Foreign automakers are attracting anger from government officials and media in China over steep markups on luxury cars.
But the critics miss a key point. China's economy is healthy enough to support the buying.
"A vehicle is often a personal statement about one's wealth and place in the social hierarchy, so many consumers are willing to pay extra to make an impact statement about themselves," Tim Dunne, director of global automotive operations at marketing-consulting firm JD Power and Associates, said in an interview.
The issue came to a head recently when China's Ministry of Commerce said it would move to change rules governing vehicle sales in the world's largest auto market. The announcement capped off a string of news reports casting Audi, BMW and other offshore automakers as the villains in a scenario of jacked-up prices and bad feelings between dealers and automakers.
The government could move to limit auto makers' power to demand a deposit from dealers, the ministry said, to give local dealers more freedom over the vehicles they sell.
But would such a move be appropriate? It's worth noting that so far, one of the loudest critics of high prices on foreign luxury vehicles has been the China Automobile Dealers Association. Luo Lei, the group's deputy secretary, told China Daily last month that his organization would investigate the "unreasonable pricing and excessive profits" of some foreign car brands in China, amid price-fixing investigations on a range of foreign products and sectors.
But buyers apparently don't mind the high prices as much as some people think. Furthermore, claims that foreign companies are conspiring to set sky-high prices also seem unfounded.
China imports about 1 million cars a year, and imports of BMW and Mercedes-Benz, the top two companies, total about 300,000 units. That is less than two thirds the total - the amount required under Chinese law for a market participant to be deemed a monopoly. Underlying the 19.3 million cars delivered in China last year is a domestic auto industry with a healthy amalgamation of Chinese and foreign brands.
Certainly the high price of vehicles is partially due to relatively high duties and fees on vehicles in China, including the import duty - which is at least 25 percent on vehicles -value added tax, consumption tax and so on. The import duty on cars in the US, for example, is only 5 percent, Dunne said.
But that factor is less significant than the idea that when the goal is maximizing profits, it's fair to charge what the market will bear - in other words, the highest price you can sell your goods at in the market you are in.
"The final price paid for any product or service - whether it be a vehicle, a bouquet of flowers, or a meal - is ultimately decided by the buyer," Dunne said. "If the consumer doesn't want to pay the price, they can walk away, or choose something else.
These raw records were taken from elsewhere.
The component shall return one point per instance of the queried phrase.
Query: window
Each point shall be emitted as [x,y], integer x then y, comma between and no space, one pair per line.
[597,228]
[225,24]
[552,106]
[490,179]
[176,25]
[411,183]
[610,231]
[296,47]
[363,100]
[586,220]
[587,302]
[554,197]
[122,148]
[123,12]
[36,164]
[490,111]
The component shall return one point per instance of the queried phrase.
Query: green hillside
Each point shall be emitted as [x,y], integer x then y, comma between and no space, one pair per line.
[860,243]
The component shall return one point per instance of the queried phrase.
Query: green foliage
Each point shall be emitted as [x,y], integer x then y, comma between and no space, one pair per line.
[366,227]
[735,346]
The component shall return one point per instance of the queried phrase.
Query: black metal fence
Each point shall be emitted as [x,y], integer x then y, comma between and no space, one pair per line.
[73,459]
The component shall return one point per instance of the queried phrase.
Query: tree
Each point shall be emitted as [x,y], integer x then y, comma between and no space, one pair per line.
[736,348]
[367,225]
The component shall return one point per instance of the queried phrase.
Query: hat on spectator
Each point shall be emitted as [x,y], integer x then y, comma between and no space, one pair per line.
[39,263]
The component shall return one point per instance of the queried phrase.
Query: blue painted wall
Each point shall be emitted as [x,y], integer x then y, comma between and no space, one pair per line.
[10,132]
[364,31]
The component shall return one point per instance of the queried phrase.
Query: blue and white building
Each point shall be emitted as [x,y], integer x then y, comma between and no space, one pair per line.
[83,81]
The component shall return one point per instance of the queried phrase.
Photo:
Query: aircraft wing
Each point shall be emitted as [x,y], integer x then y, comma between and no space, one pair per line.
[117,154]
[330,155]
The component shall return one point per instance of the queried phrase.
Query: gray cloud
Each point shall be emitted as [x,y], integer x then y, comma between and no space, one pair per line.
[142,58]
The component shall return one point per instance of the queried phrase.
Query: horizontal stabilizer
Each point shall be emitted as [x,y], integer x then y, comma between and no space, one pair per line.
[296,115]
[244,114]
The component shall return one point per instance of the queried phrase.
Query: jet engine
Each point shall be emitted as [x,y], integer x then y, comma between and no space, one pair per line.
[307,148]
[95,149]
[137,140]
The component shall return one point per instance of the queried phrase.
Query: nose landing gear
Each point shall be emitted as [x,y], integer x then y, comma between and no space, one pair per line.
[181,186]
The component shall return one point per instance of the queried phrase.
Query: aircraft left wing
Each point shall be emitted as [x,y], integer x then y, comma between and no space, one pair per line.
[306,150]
This is especially true in China's automotive industry, which offers more brands and models than any other country in the world."
Should there be a "level playing field" for all car makers in China, as critics have suggested? "A free market requires that everyone plays by the same rules," Dunne said. "The goal is not to make every competitor equal, the goal is to make the game fair for everyone. Then let the best companies win."
One wonders how buyers' presumed awareness of the price disparity but lack of regard for it as an issue - because they measure wealth and social status by the high price they pay for these cars - would affect the government/dealer industry effort to deal with these concerns.
"That is a good question," Dunne said. "Clearly, the ability to pay higher prices elevates the social status of the buyer in China. If consumers are willing to pay more to achieve the social recognition they desire, I am not sure how one puts a cap on the pricing."
In light of the handsome profits dealers have raked in on luxury-vehicle sales because of consumers' willingness to pay more for a vehicle that sets them apart from their peers, this anger directed at foreign automakers seems especially myopic.